Alys Sánchez

Personal information
- Nickname: La China
- Born: 3 September 1986 (age 40) Venezuela
- Weight: Super bantamweight; Featherweight;

Boxing career

Boxing record
- Total fights: 25
- Wins: 17
- Win by KO: 6
- Losses: 7
- Draws: 1

= Alys Sánchez =

Venezuelan boxer (born 1986)

Alys Sánchez (born 3 September 1986) is a Venezuelan professional boxer. She held the WBA female super bantamweight title in 2017 and the interim version from 2012 to 2014.

==Early life==
Alys Sánchez was born on 3 September 1986.

==Professional career==
Based in Panama, Sánchez made her professional debut on 30 September 2006.

On 30 March 2012, she defeated Paulina Cardona to capture her first championship, the vacant WBA Fedalatin female featherweight title. On 28 April, she made her first defense in her native Venezuela, defeating Diana Garcia via technical decision. On 8 December, she defeated Maria Elena Villalobos to capture the WBA female interim super bantamweight title in Jamaica. On 14 May 2014, she was defeated by Jackie Nava in Tijuana, losing her title via knockout at 46 seconds in the seventh round.

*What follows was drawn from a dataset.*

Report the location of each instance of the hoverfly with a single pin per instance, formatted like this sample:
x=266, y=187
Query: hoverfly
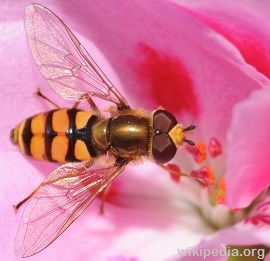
x=77, y=137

On 16 February 2015, Sánchez was defeated by WBA female interim super bantamweight champion Liliana Palmera. On 5 August 2017, the pair fought in a rematch, with Palmera now owning the full WBA female super bantamweight title. Sánchez emerged victorious, defeating Palmera via split decision. Sánchez lost the title in an immediate rematch on 18 November.